I can’t recommend “Winter, Go Away!” strongly enough, now available on Youtube for $3.99. I covered the film in 2013 in an article titled “The Myth of Vladimir Putin’s Progressivism”, the conclusion to which I will quote from now. My recommendation is to see “Act and Punishment” and “Winter, Go Away!”. While I agree with just about everybody on the left that Russiagate is an attempt by the Democrats to seduce the left away from mass actions against Trump, it would still be a mistake to not understand what these films are documenting. Opposing Chuck Schumer, after all, does not require you to soft-pedal Vladimir Putin.

I can only say that this film is an eye-opener, even for someone like me who has defended Pussy Riot against Putin and tries to keep up with the Russian left. (The film shows the feminist punk rockers being dragged out of the church.) Basically, the documentary demonstrates how radical the opposition to Putin was. Despite the pro-capitalist leanings of some of the major opposition figures—from multibillionaire candidate Mikhail Prokhorov to the aforementioned Gary Kasparov (he should stick to chess)—the rank-and-file of the movement are exactly the same kinds of people who occupied Zuccotti Park. Indeed, some of the chants you hear on the demonstrations are directed against Russian capitalism. You see young people heading toward the protests wearing Guy Fawkes masks, etc. The protests have been erroneously described as upper-middle-class temper tantrums funded by George Soros. It takes a huge amount of brass for some leftists to make such an attack when the Putin rallies are staged affairs that make the Republican Party’s look Bolshevik by comparison. Putin’s slogans were mind-numbingly nationalistic, with his well-heeled supporters chanting “Russia, Putin, Victory” at rallies.

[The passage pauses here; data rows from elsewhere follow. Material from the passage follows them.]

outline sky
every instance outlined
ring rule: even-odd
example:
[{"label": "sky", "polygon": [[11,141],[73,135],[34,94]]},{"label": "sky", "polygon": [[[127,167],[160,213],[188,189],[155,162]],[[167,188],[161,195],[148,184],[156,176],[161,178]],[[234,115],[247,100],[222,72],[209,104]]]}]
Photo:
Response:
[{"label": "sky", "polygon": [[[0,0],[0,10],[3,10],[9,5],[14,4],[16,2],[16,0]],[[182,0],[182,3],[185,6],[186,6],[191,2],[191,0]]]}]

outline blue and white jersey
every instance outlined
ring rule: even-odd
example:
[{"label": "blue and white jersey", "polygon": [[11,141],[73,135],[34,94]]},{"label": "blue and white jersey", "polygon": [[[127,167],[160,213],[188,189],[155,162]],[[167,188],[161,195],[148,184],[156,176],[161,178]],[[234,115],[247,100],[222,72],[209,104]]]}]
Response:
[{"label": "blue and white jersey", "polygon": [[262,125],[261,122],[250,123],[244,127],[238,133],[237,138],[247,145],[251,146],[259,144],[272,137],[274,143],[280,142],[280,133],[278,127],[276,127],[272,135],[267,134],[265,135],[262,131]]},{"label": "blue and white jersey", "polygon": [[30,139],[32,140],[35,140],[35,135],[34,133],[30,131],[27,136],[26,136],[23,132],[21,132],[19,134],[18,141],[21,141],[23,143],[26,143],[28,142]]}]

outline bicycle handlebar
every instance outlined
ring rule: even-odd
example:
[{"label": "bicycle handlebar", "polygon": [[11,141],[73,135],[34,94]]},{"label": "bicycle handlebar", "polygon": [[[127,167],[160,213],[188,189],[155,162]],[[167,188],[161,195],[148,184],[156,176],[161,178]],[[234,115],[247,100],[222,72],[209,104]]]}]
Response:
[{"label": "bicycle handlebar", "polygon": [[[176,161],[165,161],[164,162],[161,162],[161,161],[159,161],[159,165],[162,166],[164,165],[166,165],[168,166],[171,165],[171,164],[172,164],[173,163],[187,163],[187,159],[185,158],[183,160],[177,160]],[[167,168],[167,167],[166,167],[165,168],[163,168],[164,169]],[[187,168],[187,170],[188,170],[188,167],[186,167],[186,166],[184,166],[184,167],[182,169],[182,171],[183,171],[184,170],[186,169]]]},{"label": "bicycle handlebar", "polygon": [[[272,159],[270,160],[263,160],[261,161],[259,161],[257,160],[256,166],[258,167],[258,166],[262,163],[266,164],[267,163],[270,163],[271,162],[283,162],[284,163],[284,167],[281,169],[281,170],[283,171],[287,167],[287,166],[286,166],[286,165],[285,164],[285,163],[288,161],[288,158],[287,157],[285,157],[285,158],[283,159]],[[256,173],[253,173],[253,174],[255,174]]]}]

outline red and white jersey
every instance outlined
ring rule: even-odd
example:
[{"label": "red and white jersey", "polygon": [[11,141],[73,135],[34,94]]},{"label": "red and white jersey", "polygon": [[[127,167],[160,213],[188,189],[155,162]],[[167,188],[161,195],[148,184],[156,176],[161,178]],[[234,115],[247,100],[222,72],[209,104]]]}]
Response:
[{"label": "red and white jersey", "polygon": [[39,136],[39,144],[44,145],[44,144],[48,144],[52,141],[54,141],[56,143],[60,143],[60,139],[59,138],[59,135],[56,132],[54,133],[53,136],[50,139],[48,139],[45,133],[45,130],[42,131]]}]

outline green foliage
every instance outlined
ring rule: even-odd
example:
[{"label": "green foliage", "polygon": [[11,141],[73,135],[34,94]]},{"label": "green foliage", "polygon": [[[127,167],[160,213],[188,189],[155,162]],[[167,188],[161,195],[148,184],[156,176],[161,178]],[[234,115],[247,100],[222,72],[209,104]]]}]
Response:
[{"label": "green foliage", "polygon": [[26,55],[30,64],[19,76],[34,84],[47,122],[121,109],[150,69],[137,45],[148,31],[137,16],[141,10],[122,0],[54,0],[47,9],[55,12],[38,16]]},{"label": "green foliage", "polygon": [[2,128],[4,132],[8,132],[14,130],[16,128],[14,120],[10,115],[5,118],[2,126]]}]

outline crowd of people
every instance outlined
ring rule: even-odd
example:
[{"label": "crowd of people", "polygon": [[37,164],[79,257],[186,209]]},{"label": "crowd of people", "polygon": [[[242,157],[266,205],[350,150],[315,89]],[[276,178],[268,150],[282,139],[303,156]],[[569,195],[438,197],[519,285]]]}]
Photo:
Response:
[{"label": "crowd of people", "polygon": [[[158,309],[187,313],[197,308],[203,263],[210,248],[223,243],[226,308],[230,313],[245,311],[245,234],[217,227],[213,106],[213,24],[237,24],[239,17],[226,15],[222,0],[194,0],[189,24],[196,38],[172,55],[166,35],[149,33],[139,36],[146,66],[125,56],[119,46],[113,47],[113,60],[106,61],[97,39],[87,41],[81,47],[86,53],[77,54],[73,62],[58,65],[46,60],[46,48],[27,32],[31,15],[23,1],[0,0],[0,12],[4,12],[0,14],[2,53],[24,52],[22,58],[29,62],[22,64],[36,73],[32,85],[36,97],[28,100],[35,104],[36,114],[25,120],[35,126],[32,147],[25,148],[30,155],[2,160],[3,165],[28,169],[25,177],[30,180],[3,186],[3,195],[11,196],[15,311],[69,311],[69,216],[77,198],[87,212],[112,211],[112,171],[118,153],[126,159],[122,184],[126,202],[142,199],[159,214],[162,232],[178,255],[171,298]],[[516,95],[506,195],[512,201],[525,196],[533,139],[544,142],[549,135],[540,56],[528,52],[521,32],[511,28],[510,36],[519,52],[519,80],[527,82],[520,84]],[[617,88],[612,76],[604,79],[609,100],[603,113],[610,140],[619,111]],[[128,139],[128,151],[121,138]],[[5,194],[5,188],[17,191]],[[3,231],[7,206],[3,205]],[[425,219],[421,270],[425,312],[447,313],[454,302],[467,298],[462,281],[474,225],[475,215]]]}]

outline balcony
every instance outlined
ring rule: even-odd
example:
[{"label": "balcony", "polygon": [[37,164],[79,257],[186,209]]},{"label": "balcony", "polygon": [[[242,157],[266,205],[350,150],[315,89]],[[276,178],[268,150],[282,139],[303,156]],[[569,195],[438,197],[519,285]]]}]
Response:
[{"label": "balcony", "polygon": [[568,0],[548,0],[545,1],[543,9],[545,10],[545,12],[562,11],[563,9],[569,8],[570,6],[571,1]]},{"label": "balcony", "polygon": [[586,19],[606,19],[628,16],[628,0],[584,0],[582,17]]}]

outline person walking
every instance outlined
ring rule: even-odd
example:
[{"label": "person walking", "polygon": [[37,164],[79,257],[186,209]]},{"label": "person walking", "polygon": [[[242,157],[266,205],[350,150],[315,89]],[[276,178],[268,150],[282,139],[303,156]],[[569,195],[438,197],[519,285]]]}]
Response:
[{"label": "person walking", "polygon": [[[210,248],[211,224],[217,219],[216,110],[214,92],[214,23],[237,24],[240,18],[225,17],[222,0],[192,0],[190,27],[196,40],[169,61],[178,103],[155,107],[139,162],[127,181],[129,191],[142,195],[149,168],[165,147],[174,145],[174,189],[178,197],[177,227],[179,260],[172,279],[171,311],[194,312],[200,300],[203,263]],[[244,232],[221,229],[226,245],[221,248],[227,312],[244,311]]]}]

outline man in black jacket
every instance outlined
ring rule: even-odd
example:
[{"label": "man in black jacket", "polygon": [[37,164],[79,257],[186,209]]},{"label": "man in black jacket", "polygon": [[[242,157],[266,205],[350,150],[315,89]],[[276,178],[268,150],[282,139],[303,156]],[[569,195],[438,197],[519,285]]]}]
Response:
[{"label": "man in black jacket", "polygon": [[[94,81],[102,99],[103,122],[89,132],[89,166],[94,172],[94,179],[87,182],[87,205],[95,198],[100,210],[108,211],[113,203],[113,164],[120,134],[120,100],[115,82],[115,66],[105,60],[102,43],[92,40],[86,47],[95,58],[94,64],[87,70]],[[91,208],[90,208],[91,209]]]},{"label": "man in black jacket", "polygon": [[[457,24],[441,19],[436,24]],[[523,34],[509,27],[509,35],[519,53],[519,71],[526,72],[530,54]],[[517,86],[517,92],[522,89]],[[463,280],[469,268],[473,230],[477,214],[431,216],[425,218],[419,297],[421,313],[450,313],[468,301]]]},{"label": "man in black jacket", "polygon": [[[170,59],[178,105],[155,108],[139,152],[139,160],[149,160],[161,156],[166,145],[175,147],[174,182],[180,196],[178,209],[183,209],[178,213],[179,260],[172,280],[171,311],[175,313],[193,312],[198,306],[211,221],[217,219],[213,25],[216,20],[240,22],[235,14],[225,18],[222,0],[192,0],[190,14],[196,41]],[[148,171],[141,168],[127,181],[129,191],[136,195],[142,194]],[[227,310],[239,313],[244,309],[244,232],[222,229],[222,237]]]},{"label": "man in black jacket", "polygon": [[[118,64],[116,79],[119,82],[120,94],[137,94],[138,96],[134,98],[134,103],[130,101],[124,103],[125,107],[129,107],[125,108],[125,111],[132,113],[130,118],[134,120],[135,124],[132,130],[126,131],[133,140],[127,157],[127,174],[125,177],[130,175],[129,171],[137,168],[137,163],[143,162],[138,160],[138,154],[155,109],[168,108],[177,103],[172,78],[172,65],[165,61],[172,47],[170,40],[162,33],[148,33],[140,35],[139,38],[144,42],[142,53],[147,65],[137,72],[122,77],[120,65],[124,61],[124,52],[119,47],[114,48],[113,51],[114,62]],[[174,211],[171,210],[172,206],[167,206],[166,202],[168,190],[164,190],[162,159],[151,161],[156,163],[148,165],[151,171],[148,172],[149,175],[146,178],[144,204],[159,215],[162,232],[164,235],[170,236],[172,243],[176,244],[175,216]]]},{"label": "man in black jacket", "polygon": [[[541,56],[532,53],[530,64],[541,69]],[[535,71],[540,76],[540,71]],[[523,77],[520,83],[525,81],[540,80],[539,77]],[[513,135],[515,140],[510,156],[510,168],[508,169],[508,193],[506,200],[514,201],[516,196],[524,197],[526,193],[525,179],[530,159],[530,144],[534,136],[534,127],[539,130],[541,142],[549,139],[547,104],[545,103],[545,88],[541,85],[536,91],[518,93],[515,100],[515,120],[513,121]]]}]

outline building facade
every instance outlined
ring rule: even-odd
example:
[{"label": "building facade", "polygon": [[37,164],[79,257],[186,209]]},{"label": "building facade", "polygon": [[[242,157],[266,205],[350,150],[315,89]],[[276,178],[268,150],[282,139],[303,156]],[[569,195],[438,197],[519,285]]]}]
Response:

One of my favorite scenes in the film is an interview with one Matvey Krylov who has just been released from prison for throwing water at a government official. The interviewer can’t seem to wrap his head around the question of someone going to prison for throwing water at another person. After repeatedly asking Krylov to explain what happened, the young man–who looks just like the sort of person who would have been found camped out in Zuccotti Park–tells him to Google his name. That will tell him all he needs to know.